Frank Callahan, President of the Massachusetts Building Trades Council, told the Boston Globe: “We always thought we were going to win handily.  The members have been really working hard. This will mean about 6,500 jobs.”

Plans for resort casinos in Springfield and Everett can now begin. A slot parlor in Plainville could be open by June of 2015.  

Representatives of MGM Springfield said that survey work for their casino would begin post haste and that an official groundbreaking ceremony could take place by the spring.  At an election night gathering, Springfield Mayor Domenic Sarno proclaimed, “I think it’s time to get the shovels in the ground.”

The anti-casino crew has some fight left in it, though.  John Ribeiro, leader of the Repeal the Casino Deal campaign, told the Boston Globe that his supporters “may try again someday to ban the casino industry from Massachusetts.”

Graciously, the victors are not acting spoiled. Commission chairman Steve Crosby said in a statement:

“We realize that approximately 41 percent voted in favor of the ballot initiative, and it is our job to continue to earn the confidence of all the people in Massachusetts — proponents and opponents alike.”

Gaming companies moved forward despite the risk of appeal and their, um, gamble paid off.

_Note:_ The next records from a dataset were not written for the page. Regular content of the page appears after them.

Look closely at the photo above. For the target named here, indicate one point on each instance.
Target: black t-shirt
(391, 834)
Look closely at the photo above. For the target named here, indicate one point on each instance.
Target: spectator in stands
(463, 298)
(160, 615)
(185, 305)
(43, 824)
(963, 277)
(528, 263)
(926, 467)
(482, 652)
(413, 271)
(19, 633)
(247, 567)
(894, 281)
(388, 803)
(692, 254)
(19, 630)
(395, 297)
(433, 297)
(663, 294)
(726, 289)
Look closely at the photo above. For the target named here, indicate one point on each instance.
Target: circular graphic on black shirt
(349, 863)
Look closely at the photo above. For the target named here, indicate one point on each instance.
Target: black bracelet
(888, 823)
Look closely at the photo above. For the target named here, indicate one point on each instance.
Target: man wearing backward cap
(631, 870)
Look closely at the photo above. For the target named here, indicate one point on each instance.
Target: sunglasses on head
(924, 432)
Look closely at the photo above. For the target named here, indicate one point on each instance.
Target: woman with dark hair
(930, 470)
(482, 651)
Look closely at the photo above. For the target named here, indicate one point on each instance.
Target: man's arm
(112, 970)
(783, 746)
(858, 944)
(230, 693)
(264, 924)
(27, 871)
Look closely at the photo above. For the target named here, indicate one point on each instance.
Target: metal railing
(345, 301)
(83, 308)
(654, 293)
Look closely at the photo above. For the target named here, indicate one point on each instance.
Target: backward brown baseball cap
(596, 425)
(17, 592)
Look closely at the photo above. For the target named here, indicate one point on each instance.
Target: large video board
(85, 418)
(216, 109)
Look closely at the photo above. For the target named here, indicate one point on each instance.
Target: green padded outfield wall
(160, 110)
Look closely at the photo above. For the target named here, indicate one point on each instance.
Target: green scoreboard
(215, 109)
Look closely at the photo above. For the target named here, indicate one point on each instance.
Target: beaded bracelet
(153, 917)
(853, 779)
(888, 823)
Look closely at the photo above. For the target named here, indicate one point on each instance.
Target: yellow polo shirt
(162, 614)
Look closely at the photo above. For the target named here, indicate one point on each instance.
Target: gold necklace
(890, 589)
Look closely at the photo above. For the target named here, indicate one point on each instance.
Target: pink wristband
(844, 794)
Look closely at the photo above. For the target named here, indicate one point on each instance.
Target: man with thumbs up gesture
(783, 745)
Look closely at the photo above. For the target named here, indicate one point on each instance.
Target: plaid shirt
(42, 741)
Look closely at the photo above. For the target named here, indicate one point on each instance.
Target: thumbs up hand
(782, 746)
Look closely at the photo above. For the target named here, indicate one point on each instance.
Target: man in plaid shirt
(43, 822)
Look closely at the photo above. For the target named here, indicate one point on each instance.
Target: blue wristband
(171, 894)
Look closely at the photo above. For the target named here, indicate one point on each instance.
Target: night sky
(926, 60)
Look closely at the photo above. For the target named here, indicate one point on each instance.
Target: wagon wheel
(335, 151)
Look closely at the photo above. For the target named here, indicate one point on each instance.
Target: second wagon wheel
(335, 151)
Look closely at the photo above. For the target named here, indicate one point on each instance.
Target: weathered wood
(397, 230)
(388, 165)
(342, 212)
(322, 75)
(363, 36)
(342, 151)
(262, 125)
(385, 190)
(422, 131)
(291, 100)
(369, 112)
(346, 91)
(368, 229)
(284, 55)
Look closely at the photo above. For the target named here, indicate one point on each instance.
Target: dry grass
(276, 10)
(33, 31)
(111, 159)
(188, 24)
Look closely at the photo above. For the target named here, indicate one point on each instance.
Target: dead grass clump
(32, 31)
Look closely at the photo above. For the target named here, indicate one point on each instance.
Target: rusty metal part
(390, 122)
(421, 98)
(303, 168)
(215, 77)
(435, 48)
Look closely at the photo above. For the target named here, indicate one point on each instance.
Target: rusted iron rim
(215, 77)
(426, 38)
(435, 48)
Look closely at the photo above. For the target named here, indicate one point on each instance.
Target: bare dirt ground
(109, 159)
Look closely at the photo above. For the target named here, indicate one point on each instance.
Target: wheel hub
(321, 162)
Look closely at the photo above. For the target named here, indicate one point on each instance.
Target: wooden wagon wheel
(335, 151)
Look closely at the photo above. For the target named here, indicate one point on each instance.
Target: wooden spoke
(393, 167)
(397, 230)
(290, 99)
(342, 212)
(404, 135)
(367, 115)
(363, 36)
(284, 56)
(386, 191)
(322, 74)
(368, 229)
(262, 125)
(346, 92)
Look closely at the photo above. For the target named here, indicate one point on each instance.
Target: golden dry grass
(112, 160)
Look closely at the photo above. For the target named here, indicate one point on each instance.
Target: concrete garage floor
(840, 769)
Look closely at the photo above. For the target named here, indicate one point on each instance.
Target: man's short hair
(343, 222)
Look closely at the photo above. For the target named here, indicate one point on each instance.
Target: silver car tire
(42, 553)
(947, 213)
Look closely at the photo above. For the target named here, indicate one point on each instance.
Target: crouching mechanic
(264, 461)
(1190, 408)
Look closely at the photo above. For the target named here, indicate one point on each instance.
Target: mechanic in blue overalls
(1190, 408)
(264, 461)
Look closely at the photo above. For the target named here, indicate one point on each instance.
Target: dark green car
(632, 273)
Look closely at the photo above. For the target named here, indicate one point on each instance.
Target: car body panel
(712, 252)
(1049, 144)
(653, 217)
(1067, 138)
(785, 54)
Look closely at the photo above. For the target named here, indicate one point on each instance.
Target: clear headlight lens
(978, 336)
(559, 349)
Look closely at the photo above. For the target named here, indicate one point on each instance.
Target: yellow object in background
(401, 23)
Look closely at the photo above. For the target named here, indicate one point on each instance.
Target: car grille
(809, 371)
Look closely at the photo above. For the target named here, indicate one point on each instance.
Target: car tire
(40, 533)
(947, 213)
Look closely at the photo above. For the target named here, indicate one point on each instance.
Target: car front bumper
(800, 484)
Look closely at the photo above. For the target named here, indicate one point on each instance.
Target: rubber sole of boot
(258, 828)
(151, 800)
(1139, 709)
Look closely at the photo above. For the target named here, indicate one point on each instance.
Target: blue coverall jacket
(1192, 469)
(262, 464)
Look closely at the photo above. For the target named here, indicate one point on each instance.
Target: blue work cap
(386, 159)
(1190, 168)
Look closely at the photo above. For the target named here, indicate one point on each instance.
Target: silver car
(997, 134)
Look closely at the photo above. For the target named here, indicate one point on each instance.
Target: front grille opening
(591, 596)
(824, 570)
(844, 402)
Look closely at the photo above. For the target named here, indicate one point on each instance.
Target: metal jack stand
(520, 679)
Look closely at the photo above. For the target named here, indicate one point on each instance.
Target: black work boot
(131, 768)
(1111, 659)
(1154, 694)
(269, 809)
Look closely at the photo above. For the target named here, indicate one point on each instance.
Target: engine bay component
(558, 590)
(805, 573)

From the Globe:

Penn National Gaming is midway through construction of the slot parlor in Plainville, after choosing to break ground last spring despite the threat of repeal. The risk paid off for Penn: The company’s Plainridge Park parlor is due to open in mid-2015, more than six months sooner than if the company had delayed construction until the repeal was settled. Penn has committed to preserving harness racing at the site, the only functioning harness track in the state.

“We’re just so grateful to the voters for a chance to bring this project to fruition,” said Eric Schippers, a Penn senior vice president. “There was a lot on the line for us.” In addition to more than $100 million already invested, “there were real people with real jobs.”

These jobs are not only for construction workers either.  Through late October, more than 2,700 people had applied to work at the Plainville casino despite its uncertain future.